# Difficult "white-on-white" lighting situations?



## starkphoto (Apr 7, 2014)

So I have run up against a difficult lighting situation that I can't seem to overcome. I shoot product for a small company that has fairly stringent consistency standards. They gave me this to reshoot because it's on a black background on the website. Their standards dictate that everything mus be on a pure white 255/255/255 background. I'm fairly proficient at lighting but can't seem to shoot this with any detail because it's so white and the strings puffing off the ball are transparent. I've lit it every which way. I even dusted off Light - Science and Magic for help. Someone help me put together a lighting scenario for this!

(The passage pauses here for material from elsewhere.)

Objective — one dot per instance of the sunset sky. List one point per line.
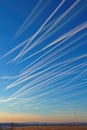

http://i.imgur.com/PYug9eh.jpg

I also have to shoot this but haven't even tried because it looks impossible:

http://i.imgur.com/2ku0QoS.jpg


----------



## Light Guru (Apr 7, 2014)

Tell them that if they want their customers to be able to actually make out that the product is then it needs to NOT be on a pure wire background.


----------



## 480sparky (Apr 7, 2014)

Put the ball in front of the hand/fingers so it's not on the white background.


----------



## Derrel (Apr 7, 2014)

Use less light on the foreground objects than on the background. If the lens is opened up for the foreground lighting because it has, say only 50 Watt-seconds being used, then the background will go to white because it has "more light on it". The foreground, with say the clear plate, or the puff-ball toy...that has its "own exposure"...the light that hits the background is an entirely separate deal...the exposure for the foreground object needs to be made with LESS light than the background, like say light the foreground object(s) with 50 Watt-seconds from one light source, and then light the backdrop with two lights, each at say 200 Watt-seconds and shining in with 50 to 65 degree reflectors, aimed at the paper, and flagged off with big cards.

This is a pretty popular Speedotron Brown Line power pack standard 3-light, Asymmetrical power distribution because it works.... outlets 1 and 2 at 200 W-s each on backdrop, light in outlet 3 at 50 Watt-sec on subject. Exposure determined FOR SUBJECT.


----------



## tirediron (Apr 8, 2014)

As usual... what Derrel said!  ^^


----------